The smartphone is indeed a very smart phone, much smarter than phones from the past, but placing our social and professional lives in its microchips doesn’t leave you with much to do when you accidentally leave it at home. Not having it can leave you feeling anywhere from naked to totally useless. There is an unrecognized reliance on these battery powered devices that enables us to use less memory. It is a hand-held box of information that has raised university exam scores across the world. Students have been known to use them for answers to questions they did not study for. The smartphone is meant to make things easier but when things get too easy, people get lazy and laziness is one of the key factors that takes the genius out of human beings, by isolating their efforts to strive for the answers or at least attain a mere understanding to their inherent curiosity.

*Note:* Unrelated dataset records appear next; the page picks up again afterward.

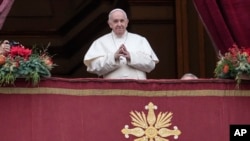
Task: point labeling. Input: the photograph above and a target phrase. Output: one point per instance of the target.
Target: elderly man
(120, 54)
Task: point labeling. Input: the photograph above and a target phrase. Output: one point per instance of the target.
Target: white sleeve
(144, 59)
(102, 64)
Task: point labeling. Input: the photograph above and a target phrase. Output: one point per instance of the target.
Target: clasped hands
(122, 51)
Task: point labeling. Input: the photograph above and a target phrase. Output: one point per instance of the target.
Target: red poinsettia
(20, 51)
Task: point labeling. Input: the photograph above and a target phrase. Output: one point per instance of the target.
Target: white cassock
(100, 60)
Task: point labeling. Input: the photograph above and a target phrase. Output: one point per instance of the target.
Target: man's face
(118, 23)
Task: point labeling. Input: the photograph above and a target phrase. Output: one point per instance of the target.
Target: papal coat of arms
(151, 127)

The smartphone’s fail-safe technology, barring some sort of satellite interruption, will always provide the answers to necessary and unnecessary questions and demands. For the rest of the world who doesn’t have to worry about overflowing Rolodexes and misplaced files, their smartphone obsession and their ‘thumbing’ actions must be slowed down. If evolution has anything to say on the subject, before we know it all the texting, tapping, rolling, and thumbing will cause future generations to grow oversized opposable thumbs that will be grotesquely disproportionate to the rest of their hand.

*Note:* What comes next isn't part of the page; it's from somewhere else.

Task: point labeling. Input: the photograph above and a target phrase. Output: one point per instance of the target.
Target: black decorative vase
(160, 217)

With the introduction of the smartphone, the world gets the greatest practical link to information on a global scale ever created; all this and it fits nicely in the palm of our hand. The smartphone is an important tool that makes life easier in the technologically dependant world that we humans created. Einstein once said, “It has become appallingly clear that our technology has surpassed our humanity.” What he meant is that our ability to make the smartphone has outpaced our ability to make peace. At this pace, how easy will life get before it becomes too difficult to live peacefully? Rest assured, the iPhone by Apple is a highly advanced piece of mobile machinery that will overshoot expectations and please any user with apps that are very useful on an everyday basis. Whether you’re trying to find free parking or looking for the best pizzeria in town, the iPhone will tell you what to do, where to do it, even what to eat.
If money is your glorious game and business is your notorious name, the Blackberry is the smartphone for you. Most corporate cats are using one right now. It is the performance-inspired device that allows you to reach your full potential in the business enterprise. Without it, the day can be disastrous.
Some of the kids who fall into Generation Z, also known as Generation I (the Internet Generation born between the mid-1990s and the late 2000s), have never set foot inside of a library. As I sit in front of this ‘radioactive typewriter,’ something us Generation Ys (born between 1982 and the mid-1990s) learnt about growing up, I reminisce on the tranquil and serene environment found inside libraries lined with books you can hold in your hand. Like Catholic mass for my generation, we should all go to the library at least twice a year because having to work a little for works of literature that some authors spent their lives creating seems more fair than simply budging our little fingers and still being able to tap into so much knowledge on our smartphones. What technological advancement will they come up with next that will confuse baby boomers (born 1946 – 1964) and go completely unnoticed by the Silent Generation (born 1925 – 1945)?
The truth is that true answers might be found in our smartphone but real-life experience helps us truly discover who we are, what we like and dislike, as well as what is important and irrelevant to our lives. How much could we learn about ourselves if we logged off and shut down our smartphones for a year?